Toda absorción cultural, en tanto que perdurable, lo ha sido por la fuerza. En Pszczyna el maestro de obras hablaba con nosotros en alemán, y nos dirigíamos a él como Meister. Decíamos mucho proszę (por favor), y dziękuję (gracias), y si se te ocurría decir bardzo dziękuję (muchas gracias), eras correspondido con un proszę bardzo (de nada). Aprendimos que había toque de queda a partir de las seis de la tarde, cuando unos hermosos tanques salían a gastar algo de combustible por los aledaños de la Rynek (Plaza del Mercado). La ocupación era distinta, producto de un reparto por la(s) fuerza(s), preñado de miedo e intereses, y la resistencia al status quo, o la propensión activa al cambio, bastante más laxa por civilizada. Incomprensible, desde luego, con nuestra mentalidad de ahora. Como lo es la otra, la oriental cercana pero tan lejos de nuestros perennes problemas de vacío de estómago, de ausencia de verdaderas ideas.

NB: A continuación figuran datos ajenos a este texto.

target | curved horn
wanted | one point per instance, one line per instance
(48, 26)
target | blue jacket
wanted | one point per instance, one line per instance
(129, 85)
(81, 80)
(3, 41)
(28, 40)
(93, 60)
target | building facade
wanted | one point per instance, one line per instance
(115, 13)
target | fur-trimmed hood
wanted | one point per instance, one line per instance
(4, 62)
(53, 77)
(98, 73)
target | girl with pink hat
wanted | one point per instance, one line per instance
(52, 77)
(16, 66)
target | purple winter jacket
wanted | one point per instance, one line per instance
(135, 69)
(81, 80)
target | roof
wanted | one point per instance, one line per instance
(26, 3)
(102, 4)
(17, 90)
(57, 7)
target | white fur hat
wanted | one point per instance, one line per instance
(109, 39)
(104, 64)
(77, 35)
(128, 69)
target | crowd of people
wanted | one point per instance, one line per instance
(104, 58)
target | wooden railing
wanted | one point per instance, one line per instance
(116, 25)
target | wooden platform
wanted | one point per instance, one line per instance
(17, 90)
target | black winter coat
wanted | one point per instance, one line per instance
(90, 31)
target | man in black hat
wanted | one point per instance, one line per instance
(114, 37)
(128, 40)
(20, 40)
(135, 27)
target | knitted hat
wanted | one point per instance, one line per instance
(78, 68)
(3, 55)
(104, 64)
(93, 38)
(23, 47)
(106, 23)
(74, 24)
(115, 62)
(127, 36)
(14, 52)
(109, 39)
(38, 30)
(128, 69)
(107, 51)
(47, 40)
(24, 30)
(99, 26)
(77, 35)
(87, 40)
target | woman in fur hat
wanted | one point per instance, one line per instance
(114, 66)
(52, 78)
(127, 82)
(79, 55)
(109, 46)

Quiero pensar que israelitas y palestinos, dejando a un lado epítetos religiosos que nada significan, van a ponerse de acuerdo, si no dentro de poco, no dentro de mucho. Lo deseo porque no deseo mal a nadie, y de esto ya han tenido raciones de sobra ambos implicados. Pero también lo deseo porque con ello nos darían una soberana, nunca mejor dicho, lección a los incivilizados que dormitamos en estas grandes/pequeñas partes del mundo, y rescataríamos una importante cuota de pantalla y titulares para dedicarlos a deportes o anuncios publicitarios. Aunque así quizá los magnates del espectáculo encontrarían, con el acabamiento de las hostilidades, nuevas fuentes de inspiración para historias que terminarían reverdeciendo viejas heridas, renovando odios, torciendo los cabos de lo superado hasta convertirlo en circular y, por ello, interminable.